Mesmo em fases do ciclo em que isso não é evidente, como a actual, o certo é que nos períodos de crescimento não temos conseguido repor as quedas anteriores. Além disso, o mundo não pára e mesmo quando nós damos um passo em frente, há quem dê dois ou três.
Olhe-se para além das guerrinhas partidárias do “a culpa é tua. Não, é tua”, dos alibis que as regras europeias permitem, das crises internacionais que afinal só afectam dramaticamente alguns enquanto outros seguem o seu caminho, das trincheiras ideológicas que ignoram tantas vezes os factos. Saídos de mais um buraco, aquele onde caímos há uma década, temos ainda quase tudo por fazer.
Claro que também há indicadores económicos e sociais positivos neste período. A escolaridade média aumentou, o país tem hoje estradas e infraestruturas físicas em qualidade e quantidade (até excessiva, nalguns casos, o que nos custou e custa recursos), começou a falar-se e a praticar-se o empreendedorismo, a marca turística afirmou-se e globalizou-se, o peso das exportações no PIB aumentou.
Mas isto devem ser meios para atingir fins, não são fins em si mesmos. Se não conseguirmos converter uma população com mais escolaridade e melhores estradas e polidesportivos municipais em crescimento, criação de riqueza, prosperidade e bem estar colectivo, então o modelo falha.
O modelo – ou seja lá o que nós temos, porque me parece demasiado ambicioso pretender que temos um “modelo” – não funciona e duvida-se que alguma vez tenha funcionado. Os períodos de forte crescimento e convergência europeia que tivemos – segunda metade da década de 80 e quase toda a década de 90, embora interrompida por uma recessão – foram provocados sobretudo por choques positivos impostos pelo exterior: abertura da economia, fim de algum proteccionismo, rios de dinheiro de fundos comunitários, convergência nominal de Maastricht e respectivo bónus de crédito barato e abundante.
Mesmo o recente aumento das exportações foi uma consequência indirecta da crise e do corte de rendimentos que provocou: com o mercado interno em forte queda, muitos empresários tiveram que fazer-se à vida e ir procurar negócio lá fora para sobreviverem. Mas já o podiam ter feito há muito, se não estivessem acomodados num mercado nacional alimentado pelo endividamento fácil, por rendas garantidas pelo Estado ou por monopólios.
O certo é que tudo isto está ausente do debate, da discussão, das iniciativas partidárias, das propostas políticas concorrentes. Nos últimos anos o país entreteve-se a discutir o Estado, os impostos a aumentar para repor rendimentos ou distribuir aqui e ali e as reivindicações concretas de algumas corporações.

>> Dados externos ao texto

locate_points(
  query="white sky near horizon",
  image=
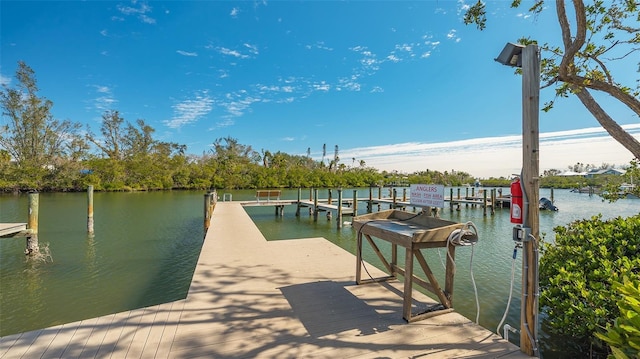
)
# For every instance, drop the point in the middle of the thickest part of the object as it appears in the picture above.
(500, 156)
(401, 85)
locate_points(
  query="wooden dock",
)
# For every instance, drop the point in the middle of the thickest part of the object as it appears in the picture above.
(250, 298)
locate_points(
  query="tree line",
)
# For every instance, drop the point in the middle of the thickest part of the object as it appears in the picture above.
(40, 152)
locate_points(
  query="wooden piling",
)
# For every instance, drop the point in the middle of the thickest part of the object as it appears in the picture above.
(207, 215)
(451, 201)
(315, 205)
(210, 200)
(395, 194)
(90, 210)
(299, 199)
(32, 225)
(484, 203)
(355, 202)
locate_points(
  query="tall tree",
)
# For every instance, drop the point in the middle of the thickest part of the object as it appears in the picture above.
(603, 33)
(29, 132)
(113, 134)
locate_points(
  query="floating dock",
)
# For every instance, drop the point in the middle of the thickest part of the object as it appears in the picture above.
(251, 298)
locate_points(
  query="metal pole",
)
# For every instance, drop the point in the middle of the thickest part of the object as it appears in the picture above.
(530, 180)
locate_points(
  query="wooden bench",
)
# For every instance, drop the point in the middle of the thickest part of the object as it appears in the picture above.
(269, 195)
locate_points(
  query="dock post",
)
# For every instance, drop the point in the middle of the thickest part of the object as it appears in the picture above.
(299, 199)
(395, 194)
(451, 199)
(32, 225)
(493, 201)
(315, 205)
(473, 194)
(207, 213)
(339, 219)
(355, 202)
(484, 203)
(90, 210)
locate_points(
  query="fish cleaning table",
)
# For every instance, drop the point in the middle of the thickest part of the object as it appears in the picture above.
(414, 232)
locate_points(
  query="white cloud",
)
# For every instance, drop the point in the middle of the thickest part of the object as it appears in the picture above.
(138, 9)
(452, 35)
(498, 156)
(105, 100)
(234, 53)
(252, 48)
(185, 53)
(5, 80)
(190, 110)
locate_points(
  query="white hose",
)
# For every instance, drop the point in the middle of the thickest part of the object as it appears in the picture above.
(465, 237)
(513, 270)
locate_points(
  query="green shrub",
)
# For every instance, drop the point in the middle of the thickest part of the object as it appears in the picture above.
(577, 273)
(624, 334)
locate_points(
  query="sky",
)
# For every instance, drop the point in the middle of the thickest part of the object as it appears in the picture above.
(401, 85)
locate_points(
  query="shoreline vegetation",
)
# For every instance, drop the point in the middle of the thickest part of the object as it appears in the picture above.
(41, 153)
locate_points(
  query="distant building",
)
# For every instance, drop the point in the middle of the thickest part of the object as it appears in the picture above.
(571, 173)
(601, 172)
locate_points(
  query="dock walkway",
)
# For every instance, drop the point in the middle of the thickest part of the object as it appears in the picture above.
(250, 298)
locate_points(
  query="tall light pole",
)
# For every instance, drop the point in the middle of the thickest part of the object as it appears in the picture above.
(528, 58)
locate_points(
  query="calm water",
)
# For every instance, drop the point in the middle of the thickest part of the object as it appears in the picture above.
(146, 246)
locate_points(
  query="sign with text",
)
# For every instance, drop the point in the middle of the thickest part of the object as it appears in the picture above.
(431, 195)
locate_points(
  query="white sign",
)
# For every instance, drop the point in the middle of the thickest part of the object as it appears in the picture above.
(428, 195)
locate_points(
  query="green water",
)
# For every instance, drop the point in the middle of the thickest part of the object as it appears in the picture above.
(143, 253)
(146, 246)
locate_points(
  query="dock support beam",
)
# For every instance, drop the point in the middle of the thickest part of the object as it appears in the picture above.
(32, 225)
(298, 204)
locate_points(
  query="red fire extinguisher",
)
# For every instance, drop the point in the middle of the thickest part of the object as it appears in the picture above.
(516, 202)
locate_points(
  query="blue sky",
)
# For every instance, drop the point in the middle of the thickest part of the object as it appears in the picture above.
(402, 85)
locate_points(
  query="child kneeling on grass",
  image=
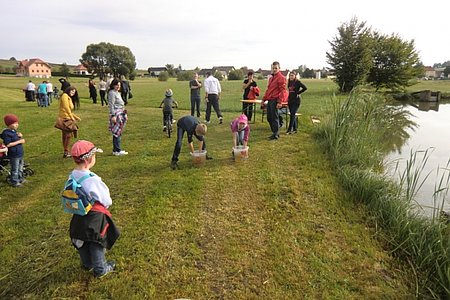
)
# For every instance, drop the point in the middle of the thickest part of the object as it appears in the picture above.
(240, 131)
(168, 103)
(93, 233)
(14, 141)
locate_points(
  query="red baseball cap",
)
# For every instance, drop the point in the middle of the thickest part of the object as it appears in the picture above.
(84, 149)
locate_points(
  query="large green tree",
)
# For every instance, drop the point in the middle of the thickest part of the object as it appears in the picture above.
(350, 54)
(104, 58)
(395, 62)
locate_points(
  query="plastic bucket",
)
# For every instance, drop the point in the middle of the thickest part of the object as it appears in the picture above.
(198, 157)
(240, 153)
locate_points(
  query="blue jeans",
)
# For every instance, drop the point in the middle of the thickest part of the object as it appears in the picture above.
(273, 117)
(16, 170)
(293, 108)
(213, 100)
(92, 256)
(43, 100)
(195, 106)
(116, 144)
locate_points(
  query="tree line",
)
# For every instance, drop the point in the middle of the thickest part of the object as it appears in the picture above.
(360, 55)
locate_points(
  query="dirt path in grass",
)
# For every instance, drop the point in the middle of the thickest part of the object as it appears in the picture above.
(233, 234)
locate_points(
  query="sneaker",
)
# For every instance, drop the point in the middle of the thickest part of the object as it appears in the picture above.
(85, 268)
(120, 153)
(110, 266)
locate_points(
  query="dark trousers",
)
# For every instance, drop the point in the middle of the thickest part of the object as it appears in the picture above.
(247, 109)
(213, 100)
(273, 117)
(102, 97)
(92, 255)
(167, 115)
(293, 108)
(124, 96)
(177, 150)
(116, 144)
(195, 106)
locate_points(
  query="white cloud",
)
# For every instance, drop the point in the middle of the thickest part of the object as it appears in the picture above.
(206, 33)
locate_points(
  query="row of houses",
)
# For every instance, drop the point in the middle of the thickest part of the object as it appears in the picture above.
(223, 70)
(434, 73)
(36, 67)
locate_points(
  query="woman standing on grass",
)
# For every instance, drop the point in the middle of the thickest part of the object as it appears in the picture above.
(117, 116)
(295, 87)
(67, 119)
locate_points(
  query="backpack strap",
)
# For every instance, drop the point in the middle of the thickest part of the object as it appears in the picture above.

Satisfeitas ou caladas estas, chegámos ao fim da linha, ao modelo acabado que agora basta gerir no ambiente que a conjuntura externa nos trouxer.
Nada de mais enganador. Já vamos com duas décadas perdidas. Outras se seguirão de mediocridade semelhante se insistirmos em ficar todos contentinhos apenas porque não há nova bancarrota ou uma recessão das que dói.
Que os principais partidos não vejam no nosso percurso matéria que os preocupe, que os inquiete e os leve a apresentar caminhos mais ou menos diferenciados para sair do imenso pântano onde estamos metidos, só reforça que estamos na pior das enrascadas: aquele em que nem sabemos identificar uma porta de saída viável.
Então, ainda achamos que ficámos sem assunto?
Nota: Por opção própria, o autor não escreve segundo o novo acordo ortográfico.